4.1 Languages, dialects, and linguistic geography

Four indigenous language families occupy the continent: Afroasiatic (formerly called Hamito-Semitic); Niger-Kordofanian (including Niger-Congo, which is by far the largest group in this family); Nilo-Saharan; and Khoisan (or Click). Within these there are interspersed subgroups, overlapping of territory by speakers of different languages, and more or less gradual gradations in dialect differences within many languages. In addition there are indigenised languages from the Malayo-Polynesian (Malagasy) and Indo-European (Afrikaans) families.

This creates in many areas a complex kaleidoscope of language distributions, which tends to be more intricate in certain parts of the continent such as the forested regions of coastal West Africa and Central Africa (Nigeria for instance counts more than 400 languages, Cameroon over 280, and the Democratic Republic of the Congo over 200, according to Ethnologue), and less so in savannah regions like the Sahel. Also, over vast distances where languages like Arabic, Berber languages (Tamazight, Tamasheq, etc.), Fula, and Swahili, are spoken, dialect/vernacular differentiation has occurred. In the past, communication among diverse groups was facilitated by either the interintelligibility of similar dialects in certain languages or by the use of vehicular languages.

European colonisation, which imposed arbitrary borders that split many language communities, and overlaid English, French, Portuguese, and Spanish (ELWCs) as administrative languages, added to Africa’s linguistic complexity. ELWCs assumed the role of linguae francae for official use and contact/exchange across the continent and with the rest of the world. They have also tended to divide elites from the mass of society, or at least to be used as markers of elite status (see Mazrui and Mazrui 1998). To a certain extent these languages have over the years also become vehicular in some regions and urban areas, and in some cases adopted as the home language among elites. In addition, creoles based on ELWCs have become established either as vehicular languages, such as Krio in Sierra Leone, or as the first language, such as the creoles of Cape Verde to the west and several Indian Ocean island states to the east.

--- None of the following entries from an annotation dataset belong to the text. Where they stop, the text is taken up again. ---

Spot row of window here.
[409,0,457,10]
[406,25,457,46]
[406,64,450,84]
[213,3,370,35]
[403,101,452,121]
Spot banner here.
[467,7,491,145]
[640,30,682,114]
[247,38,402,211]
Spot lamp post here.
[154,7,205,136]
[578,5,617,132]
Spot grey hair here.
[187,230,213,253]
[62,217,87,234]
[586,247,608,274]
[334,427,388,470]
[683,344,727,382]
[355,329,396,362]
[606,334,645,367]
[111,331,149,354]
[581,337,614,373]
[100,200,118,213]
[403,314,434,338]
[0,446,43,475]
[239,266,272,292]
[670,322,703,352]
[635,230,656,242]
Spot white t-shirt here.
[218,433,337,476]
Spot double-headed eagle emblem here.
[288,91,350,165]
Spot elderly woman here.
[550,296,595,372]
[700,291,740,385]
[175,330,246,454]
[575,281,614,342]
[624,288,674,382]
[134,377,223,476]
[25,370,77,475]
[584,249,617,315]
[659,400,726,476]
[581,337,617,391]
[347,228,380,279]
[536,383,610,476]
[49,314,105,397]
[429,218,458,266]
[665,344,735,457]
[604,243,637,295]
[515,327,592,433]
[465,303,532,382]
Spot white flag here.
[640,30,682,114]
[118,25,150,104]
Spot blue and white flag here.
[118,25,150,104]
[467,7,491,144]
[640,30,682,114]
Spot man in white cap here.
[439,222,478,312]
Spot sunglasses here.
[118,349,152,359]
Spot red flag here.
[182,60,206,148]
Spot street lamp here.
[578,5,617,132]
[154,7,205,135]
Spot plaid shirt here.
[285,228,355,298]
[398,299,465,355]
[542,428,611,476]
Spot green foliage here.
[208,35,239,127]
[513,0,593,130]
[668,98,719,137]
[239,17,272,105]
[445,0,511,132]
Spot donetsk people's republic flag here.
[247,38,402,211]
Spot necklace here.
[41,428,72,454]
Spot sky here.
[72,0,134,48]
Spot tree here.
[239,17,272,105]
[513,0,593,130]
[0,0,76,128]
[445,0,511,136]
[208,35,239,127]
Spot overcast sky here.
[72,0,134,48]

Languages, dialects and "macrolanguages"

The complex linguistic situation in Africa also raises questions about the "borders" of languages and the very definitions of language and dialect. This is a contested terrain in the study of linguistics, with those tending to emphasize distinctions among languages sometimes characterised as "splitters" and those emphasising the commonalities called "joiners" or "lumpers."

The researchers of SIL International who have compiled the well known Ethnologue listing of languages (Gordon, ed. 2005) may fairly be considered splitters. In the language profiles section of this document, very often several Ethnologue listings for variants of a given tongue are consulted for the listings we use for discussion of localisation. By their count, Africa has 2092 languages (ibid.).

On the other end of the spectrum one might place the Centre for Advanced Study of African Languages (CASAS), which has been researching groups of languages with the idea that, functionally Africa has far fewer separate languages than is often claimed. Its director, Kwesi Kwaa Prah (2002; 2003), suggests that 75-85 percent of Africans speak as a first or additional language, 12-15 "core languages," which in fact are clusters of more or less closely related languages.

Even splitters acknowledge that there may be degrees of interintelligibility of different tongues, and beyond that sometimes the speakers of related tongues may hold ideas (one might call ideologies) of their fundamental unity. For such situations, SIL has adopted a category of "macrolanguages."19

The terminology, new and old – including such as "language cluster" (closely related but not highly interintelligible), "dialect continuum" (language variation over territory such that communication gets progressively difficult over distance), "dialect levelling" (reduction of differences within a language due to contact), etc. – reflect the complexity of the situation.

What all this means for localisers is that in some cases, perhaps many, they will have to negotiate different sets of categories in deciding what to localise for. For instance in a tongue like Fula (Fulfulde/Pulaar) that is spoken across much of West Africa, though by a minority in each country where it is present, there are clear differences among variants of the language, but also enough similarity to permit communication by speakers of most of its different variants. What should software be localised for – one language, the nine that Ethnologue divides it into, or some set of groupings of close dialects? And what should be the approach for localised content in Fula – the same as for software or a different set of criteria?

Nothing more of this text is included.